- Sections
- Ein Ayah
27
Gemara: "What else is written in [the Torah]?" "Respect your father and your mother" (Shemot 20:11). "Do you have a father and a mother?"
Ein Ayah: This family connection [of parents and children] represents purification, when the spiritual and physical realms overlap with the creation of life and the chain of generations. Matters of ideals join together with natural tendencies. Matters of the lowly earth and the lofty heavens form one unit. On top of all of this, there is an imprint of the grandeur of life of a unity that is representative of Hashem’s own greatness. [Ed. note - The last sentence was shortened because I did not know how to translate it responsibly.]
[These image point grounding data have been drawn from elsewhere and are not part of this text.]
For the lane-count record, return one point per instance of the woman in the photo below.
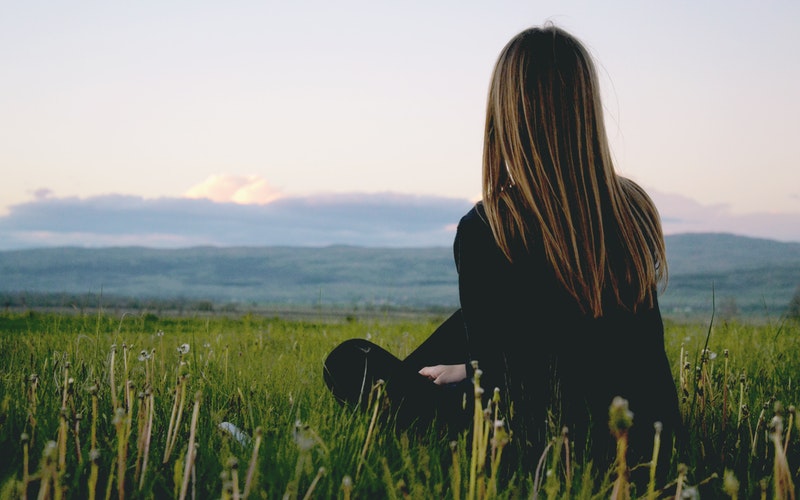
(558, 269)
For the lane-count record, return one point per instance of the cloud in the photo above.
(386, 219)
(680, 214)
(245, 190)
(373, 220)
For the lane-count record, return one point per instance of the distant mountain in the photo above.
(741, 275)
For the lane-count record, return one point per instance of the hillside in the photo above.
(747, 275)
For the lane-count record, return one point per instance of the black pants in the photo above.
(351, 369)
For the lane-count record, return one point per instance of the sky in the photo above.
(132, 115)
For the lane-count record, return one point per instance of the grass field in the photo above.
(130, 406)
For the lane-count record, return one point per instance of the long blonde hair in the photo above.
(549, 181)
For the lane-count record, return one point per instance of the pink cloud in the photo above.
(227, 188)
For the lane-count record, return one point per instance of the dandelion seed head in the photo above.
(620, 416)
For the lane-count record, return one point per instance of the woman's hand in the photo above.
(445, 374)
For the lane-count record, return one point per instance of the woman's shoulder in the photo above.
(475, 218)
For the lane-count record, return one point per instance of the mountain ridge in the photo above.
(737, 273)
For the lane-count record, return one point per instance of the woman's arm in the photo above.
(445, 374)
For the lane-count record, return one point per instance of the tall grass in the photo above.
(95, 406)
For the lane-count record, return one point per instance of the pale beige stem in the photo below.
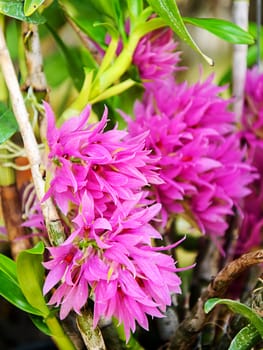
(240, 17)
(30, 143)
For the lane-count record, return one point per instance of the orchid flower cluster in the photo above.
(102, 178)
(117, 190)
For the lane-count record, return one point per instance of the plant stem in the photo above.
(240, 17)
(186, 334)
(58, 335)
(91, 337)
(49, 211)
(12, 217)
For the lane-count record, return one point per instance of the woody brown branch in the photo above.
(187, 332)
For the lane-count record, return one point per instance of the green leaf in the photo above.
(15, 9)
(245, 339)
(40, 323)
(135, 7)
(225, 30)
(169, 11)
(30, 274)
(240, 308)
(8, 266)
(8, 123)
(86, 16)
(72, 56)
(30, 6)
(12, 293)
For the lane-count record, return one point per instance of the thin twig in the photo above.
(11, 209)
(186, 334)
(91, 337)
(240, 17)
(52, 220)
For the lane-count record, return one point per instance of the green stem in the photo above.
(119, 67)
(58, 335)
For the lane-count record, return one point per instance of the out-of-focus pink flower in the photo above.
(252, 119)
(251, 231)
(192, 132)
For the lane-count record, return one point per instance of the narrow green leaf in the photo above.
(30, 6)
(8, 266)
(85, 15)
(240, 308)
(169, 11)
(225, 30)
(15, 9)
(245, 339)
(8, 123)
(30, 274)
(10, 291)
(40, 323)
(135, 7)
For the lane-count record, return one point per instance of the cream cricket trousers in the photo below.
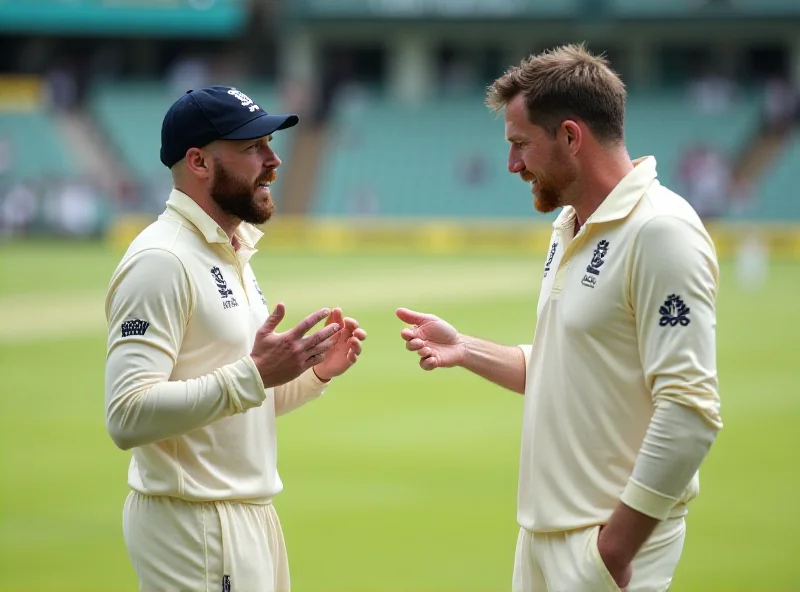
(570, 562)
(179, 546)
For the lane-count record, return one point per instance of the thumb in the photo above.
(410, 316)
(275, 318)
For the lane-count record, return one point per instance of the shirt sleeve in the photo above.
(298, 392)
(148, 305)
(673, 288)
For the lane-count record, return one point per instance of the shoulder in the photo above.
(666, 219)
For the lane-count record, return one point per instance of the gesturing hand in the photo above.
(282, 357)
(346, 349)
(436, 341)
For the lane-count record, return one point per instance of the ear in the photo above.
(198, 163)
(572, 136)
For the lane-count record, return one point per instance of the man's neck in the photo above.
(228, 223)
(599, 181)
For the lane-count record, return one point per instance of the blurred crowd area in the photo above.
(391, 96)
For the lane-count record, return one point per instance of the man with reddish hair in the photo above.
(620, 382)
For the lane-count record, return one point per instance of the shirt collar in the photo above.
(188, 209)
(622, 198)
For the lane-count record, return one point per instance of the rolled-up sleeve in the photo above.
(298, 392)
(148, 306)
(673, 289)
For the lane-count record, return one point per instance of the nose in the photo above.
(271, 160)
(515, 164)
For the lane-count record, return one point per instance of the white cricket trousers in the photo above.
(570, 562)
(180, 546)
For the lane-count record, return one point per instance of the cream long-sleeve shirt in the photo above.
(624, 344)
(181, 390)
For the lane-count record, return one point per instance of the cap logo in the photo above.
(244, 99)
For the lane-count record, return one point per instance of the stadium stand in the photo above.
(36, 149)
(449, 158)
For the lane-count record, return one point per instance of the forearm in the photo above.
(140, 412)
(676, 442)
(298, 392)
(501, 364)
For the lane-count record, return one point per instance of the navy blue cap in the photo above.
(215, 113)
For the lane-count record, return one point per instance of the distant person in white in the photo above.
(620, 382)
(196, 371)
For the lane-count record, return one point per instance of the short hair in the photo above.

This entire moral phenomenon can only be realized in such a complete way within the human family. The relationship of parents to their children and children to their parents, in the purest form, in which the finest spiritual form is connected to its physical expressions, in a way that makes the foundation of life [i.e., procreation], with its palpable coarseness, more gentle. This becomes even more holy with the existence of a commandment to honor a father and a mother. It is only within the human family that such a divine moral imperative can find expression. The relationships involved are, on the one hand, separated from the related deep physicality and, on the other hand, are not applicable to the Heavenly creatures who are full of intellectuality and know only of a life of purity. The Torah, which is designed to turn darkness into light and that which is related to death into fine life, filled with grandeur, can only be given to people, not to angels who do not have parents.